As I’ve said elsewhere, two things that are desperately missing from our school standards are priority² and independence³.  In the Age of Pandemics, these have become more crucial than ever.  There are a couple of relatively simple things we can do to bring public schools into alignment with the goals of minimizing the use of shared spaces, and minimizing time to graduation:

  1. A student who is not yet proficient in reading and math shouldn’t really be working on anything else, because those are fundamentals for being able to learn independently, and learning independently is the skill most needed by students in the post-COVID world.
  2. Testing out of courses should become the norm, rather than the exception.  This would adopt the central insight of Learn Everywhere, without dragging along its bureaucratic baggage:  If a student has mastered a subject, it really makes no difference at all where or how he learned it, or how long that took.  And he certainly shouldn’t have to wait for the arrival of some arbitrary deadline before being able to move on to other subjects.

I don’t even have to mention how much money we’d save by making these changes, do I?

Possibly the only thing more stupid than blowing up our economy and our society the way we have, would be to just try to put schools back together the way they were —  with 60% of kids failing to achieve proficiency in reading and math, and funding issues placing us on a collision course with state-wide income and sales taxes.
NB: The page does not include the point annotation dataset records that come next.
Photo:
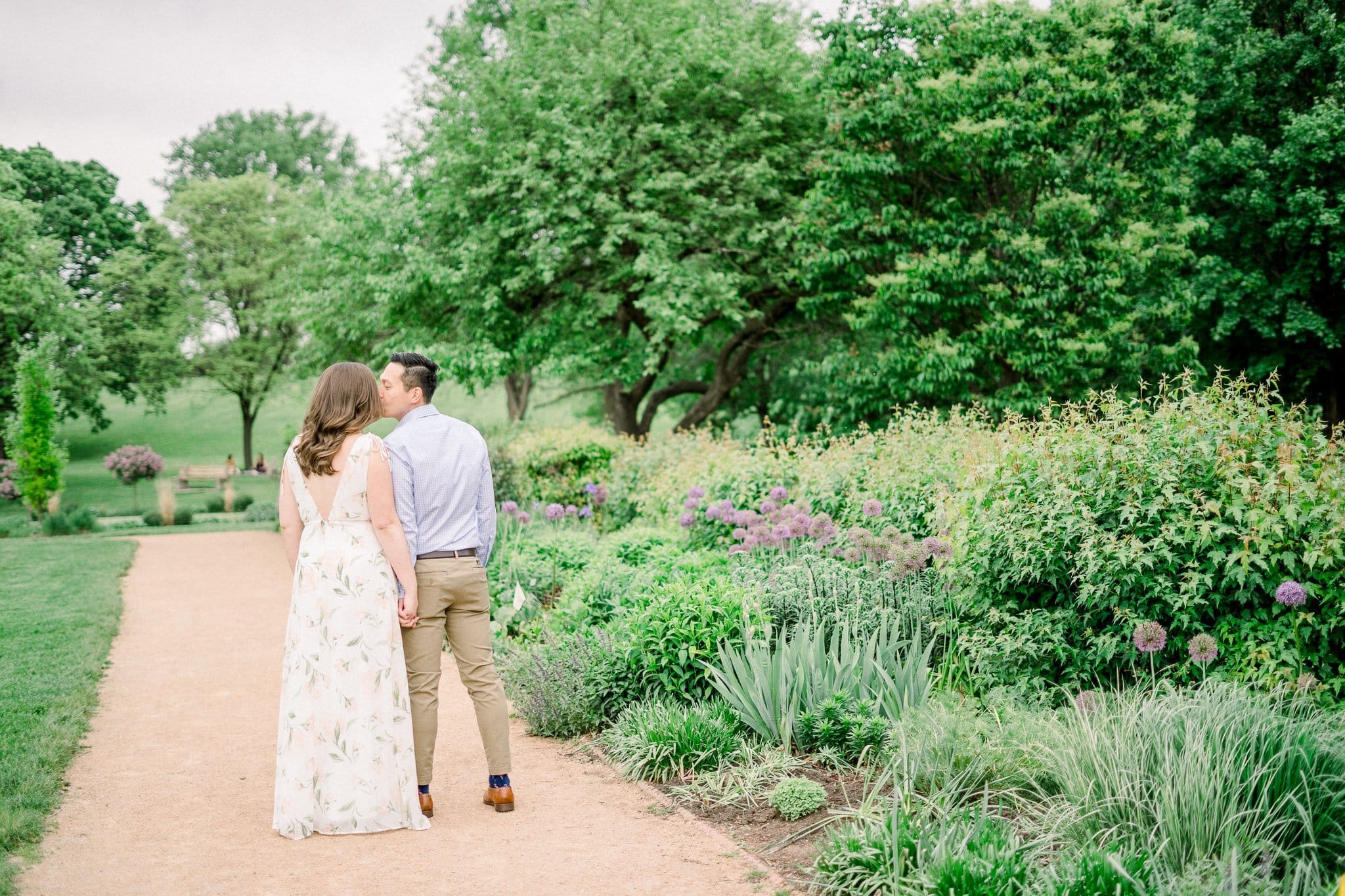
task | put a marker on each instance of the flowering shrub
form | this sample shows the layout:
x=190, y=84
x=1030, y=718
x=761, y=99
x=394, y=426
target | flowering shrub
x=1189, y=508
x=133, y=463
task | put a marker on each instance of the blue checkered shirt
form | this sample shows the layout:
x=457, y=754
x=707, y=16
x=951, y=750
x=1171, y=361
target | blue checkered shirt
x=441, y=482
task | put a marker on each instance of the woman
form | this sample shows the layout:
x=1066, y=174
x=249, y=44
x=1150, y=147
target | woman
x=345, y=759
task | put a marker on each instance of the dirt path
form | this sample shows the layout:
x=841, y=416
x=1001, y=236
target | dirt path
x=174, y=794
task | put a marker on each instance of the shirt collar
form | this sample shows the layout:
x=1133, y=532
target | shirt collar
x=417, y=413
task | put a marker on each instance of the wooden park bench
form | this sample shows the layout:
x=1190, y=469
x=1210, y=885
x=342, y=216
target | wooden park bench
x=187, y=475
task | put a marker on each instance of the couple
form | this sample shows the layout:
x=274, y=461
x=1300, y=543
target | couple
x=363, y=519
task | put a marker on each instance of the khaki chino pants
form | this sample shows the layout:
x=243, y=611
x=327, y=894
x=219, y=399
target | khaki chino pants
x=455, y=603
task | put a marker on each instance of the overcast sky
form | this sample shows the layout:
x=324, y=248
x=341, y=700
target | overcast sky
x=120, y=79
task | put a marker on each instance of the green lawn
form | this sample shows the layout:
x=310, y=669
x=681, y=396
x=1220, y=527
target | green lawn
x=57, y=620
x=202, y=425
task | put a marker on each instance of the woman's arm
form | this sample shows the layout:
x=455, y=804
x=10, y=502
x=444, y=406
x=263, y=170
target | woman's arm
x=387, y=528
x=291, y=527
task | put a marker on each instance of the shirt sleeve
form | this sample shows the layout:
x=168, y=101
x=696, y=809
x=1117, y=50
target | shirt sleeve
x=404, y=492
x=486, y=512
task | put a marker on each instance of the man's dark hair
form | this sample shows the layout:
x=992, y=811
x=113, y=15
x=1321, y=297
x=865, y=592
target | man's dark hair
x=420, y=371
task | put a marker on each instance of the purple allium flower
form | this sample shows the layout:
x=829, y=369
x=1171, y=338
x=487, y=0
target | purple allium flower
x=1151, y=637
x=1292, y=594
x=1202, y=648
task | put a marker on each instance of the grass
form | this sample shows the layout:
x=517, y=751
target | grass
x=57, y=621
x=202, y=425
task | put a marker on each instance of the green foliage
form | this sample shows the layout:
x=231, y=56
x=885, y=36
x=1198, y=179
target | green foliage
x=965, y=855
x=32, y=431
x=649, y=160
x=278, y=144
x=1268, y=168
x=70, y=522
x=669, y=640
x=553, y=685
x=263, y=512
x=1189, y=775
x=245, y=240
x=771, y=687
x=1189, y=507
x=57, y=621
x=659, y=742
x=1000, y=213
x=844, y=727
x=798, y=797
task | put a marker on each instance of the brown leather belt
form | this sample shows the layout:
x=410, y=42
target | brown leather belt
x=436, y=555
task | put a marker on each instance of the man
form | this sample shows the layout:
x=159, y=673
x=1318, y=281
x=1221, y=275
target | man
x=445, y=500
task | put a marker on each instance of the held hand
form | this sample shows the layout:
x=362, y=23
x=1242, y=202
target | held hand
x=407, y=608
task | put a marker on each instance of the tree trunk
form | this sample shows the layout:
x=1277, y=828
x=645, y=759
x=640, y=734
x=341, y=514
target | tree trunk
x=622, y=410
x=518, y=387
x=249, y=418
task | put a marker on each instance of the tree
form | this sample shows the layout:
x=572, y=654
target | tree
x=37, y=304
x=77, y=203
x=606, y=192
x=33, y=427
x=244, y=241
x=283, y=144
x=1000, y=211
x=1269, y=167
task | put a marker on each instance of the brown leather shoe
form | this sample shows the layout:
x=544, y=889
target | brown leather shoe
x=499, y=797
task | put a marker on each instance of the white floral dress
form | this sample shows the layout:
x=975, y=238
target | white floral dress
x=345, y=758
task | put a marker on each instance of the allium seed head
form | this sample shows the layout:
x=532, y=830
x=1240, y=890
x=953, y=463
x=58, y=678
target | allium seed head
x=1202, y=648
x=1151, y=637
x=1292, y=594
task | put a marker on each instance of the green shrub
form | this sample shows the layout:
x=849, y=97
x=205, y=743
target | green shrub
x=844, y=726
x=264, y=512
x=70, y=522
x=771, y=685
x=659, y=742
x=552, y=684
x=967, y=853
x=1195, y=774
x=1188, y=508
x=798, y=797
x=670, y=639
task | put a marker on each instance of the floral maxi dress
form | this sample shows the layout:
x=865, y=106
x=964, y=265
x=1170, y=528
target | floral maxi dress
x=345, y=758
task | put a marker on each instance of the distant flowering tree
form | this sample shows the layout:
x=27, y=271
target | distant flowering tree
x=133, y=463
x=9, y=473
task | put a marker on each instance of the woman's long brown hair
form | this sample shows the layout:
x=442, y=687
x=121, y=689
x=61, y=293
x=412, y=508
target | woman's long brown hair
x=345, y=400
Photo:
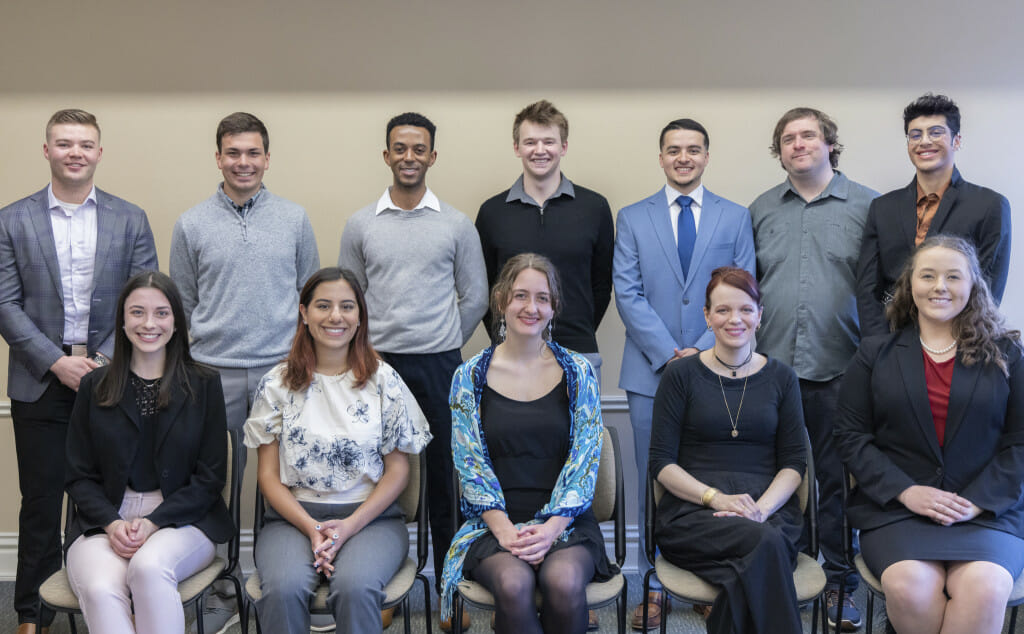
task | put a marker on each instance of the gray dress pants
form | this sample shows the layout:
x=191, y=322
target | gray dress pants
x=364, y=565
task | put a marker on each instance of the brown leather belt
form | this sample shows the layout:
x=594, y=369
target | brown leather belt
x=76, y=349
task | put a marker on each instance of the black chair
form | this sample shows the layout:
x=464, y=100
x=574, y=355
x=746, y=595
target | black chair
x=397, y=590
x=608, y=505
x=808, y=577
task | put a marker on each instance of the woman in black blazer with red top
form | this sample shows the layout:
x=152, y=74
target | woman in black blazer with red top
x=931, y=423
x=146, y=462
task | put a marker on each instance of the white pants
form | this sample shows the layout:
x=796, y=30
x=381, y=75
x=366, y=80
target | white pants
x=107, y=584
This is our chance.  We may not get another one like it… until His Excellency declares the next emergency.

 


¹ I am relying here on the New Hampshire Supreme Court’s justification for using taxes to fund schools in the first place.

² By ‘priority’ I just mean that some things are more fundamental than others, and must be dealt with first.  If you’re in a course on American history, but your reading skills are below proficiency, then you should be working on reading instead of listening to someone explain the subject to you.  If you’re not rock solid on your arithmetic skills, you certainly shouldn’t be taking algebra… but you also shouldn’t be taking courses in, say, fashion merchandising.

³ By ‘independence’ I just mean that the single most important thing that you should be learning is how to direct your own learning, how to become your own teacher, so that you can learn whatever you want to later on.  Nothing else even approaches this in importance.